22 August 2022

Lehrstück der Verhältnismäßigkeitsprüfung

Zur „Impfpflicht“ für Kitakinder gegen die Masern

„Zielgerichtete mittelbare Grundrechtseingriffe“, die durch den „Standard medizinischer Vernünftigkeit“ als Richtlinie und Maßstab des Elterngrundrechts aus Art. 6 Abs. 2 Satz 1 GG gerechtfertigt sind – so lässt sich die Entscheidung des Bundesverfassungsgerichts vom 18. August zur Nachweispflicht einer Masernimmunisierung für Kinder, die in Kindertagesstätten betreut werden sollen, grob zusammenfassen. Die Entscheidung ist wissenschaftsbasiert, realistisch und abgewogen – das Lehrstück einer Grundrechtsprüfung – und keine Verhältnismäßigkeit auf Leerlauf.

Die Entscheidung und ihre Hintergründe

Das Bundesverfassungsgericht hat am 18. August 2022 entschieden, dass die gemeinhin (und so nicht ganz richtig) als Masern-„Impfpflicht“ bezeichnete Auf- und Nachweispflicht einer Masernimmunisierung nach § 20 Abs. 8 Satz 1 IfSG verfassungskonform ist – allerdings nur unter der Maßgabe einer verfassungskonformen Auslegung von § 20 Abs. 8 Satz 3 IfSG im Wege einer teleologischen Reduktion. Die Entscheidung kommt nicht überraschend, denn schon im Mai 2020 hatte das Bundesverfassungsgericht einen entsprechenden Eilantrag abgelehnt.

Zum Hintergrund: Masern ist eine hochansteckende Krankheit mit potenziell tödlichem Ausgang, deren Ausrottung Ziel der WHO ist. Die Durchimpfungsrate in Deutschland bei den Kindern, die nach der aktuellen STIKO-Empfehlung im impffähigen Alter sind, beträgt statt der erforderlichen 95% (sog.

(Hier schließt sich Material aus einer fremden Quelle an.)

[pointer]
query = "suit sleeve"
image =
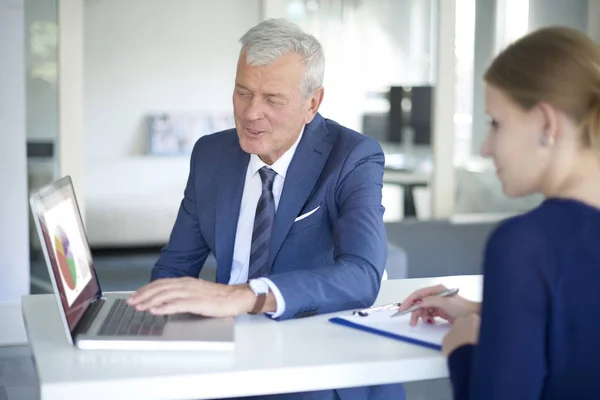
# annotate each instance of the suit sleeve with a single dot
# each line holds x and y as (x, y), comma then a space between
(360, 244)
(186, 251)
(509, 362)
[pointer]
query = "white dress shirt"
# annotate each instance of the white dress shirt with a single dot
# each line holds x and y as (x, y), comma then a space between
(243, 234)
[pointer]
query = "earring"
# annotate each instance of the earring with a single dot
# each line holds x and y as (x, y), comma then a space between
(546, 140)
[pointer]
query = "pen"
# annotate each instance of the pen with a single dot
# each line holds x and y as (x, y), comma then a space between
(367, 311)
(445, 293)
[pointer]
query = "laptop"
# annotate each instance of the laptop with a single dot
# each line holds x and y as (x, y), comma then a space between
(96, 320)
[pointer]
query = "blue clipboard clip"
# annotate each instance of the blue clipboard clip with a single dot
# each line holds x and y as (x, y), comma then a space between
(367, 311)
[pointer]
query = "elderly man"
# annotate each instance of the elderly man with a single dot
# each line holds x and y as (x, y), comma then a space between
(288, 202)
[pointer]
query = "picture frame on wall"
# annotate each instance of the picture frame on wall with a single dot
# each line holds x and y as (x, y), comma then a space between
(176, 134)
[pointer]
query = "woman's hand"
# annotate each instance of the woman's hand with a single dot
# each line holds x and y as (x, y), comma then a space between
(465, 330)
(449, 308)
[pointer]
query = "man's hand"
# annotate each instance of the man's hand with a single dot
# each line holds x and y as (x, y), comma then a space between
(191, 295)
(465, 330)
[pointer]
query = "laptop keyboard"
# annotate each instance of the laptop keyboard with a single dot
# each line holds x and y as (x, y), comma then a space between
(123, 320)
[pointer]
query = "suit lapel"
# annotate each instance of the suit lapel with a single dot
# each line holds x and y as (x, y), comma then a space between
(301, 177)
(232, 175)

Herdenimmunität) nur 73,9%. In Deutschland gibt es nur Kombinationsimpfstoffe, mit denen gleichzeitig auch gegen Mumps, Röteln und teilweise Windpocken geimpft wird. Laut RKI wird ein Teil der Kinder deutlich später als empfohlen oder gar nicht geimpft. Seit dem 31. Juli 2022 gilt deshalb nach § 20 Abs. 8 Satz 1 Nr. 1 IfSG für alle Kinder, die in einer Gemeinschaftseinrichtung nach § 33 Nr. 1 und Nr. 2 IfSG (z.B. Kindertageseinrichtungen oder erlaubnispflichtige Kindertagespflege) betreut werden, dass sie nur dann dort betreut werden dürfen, wenn sie einen ausreichenden Impfschutz oder eine Immunität gegen Masern auf- und nachweisen können.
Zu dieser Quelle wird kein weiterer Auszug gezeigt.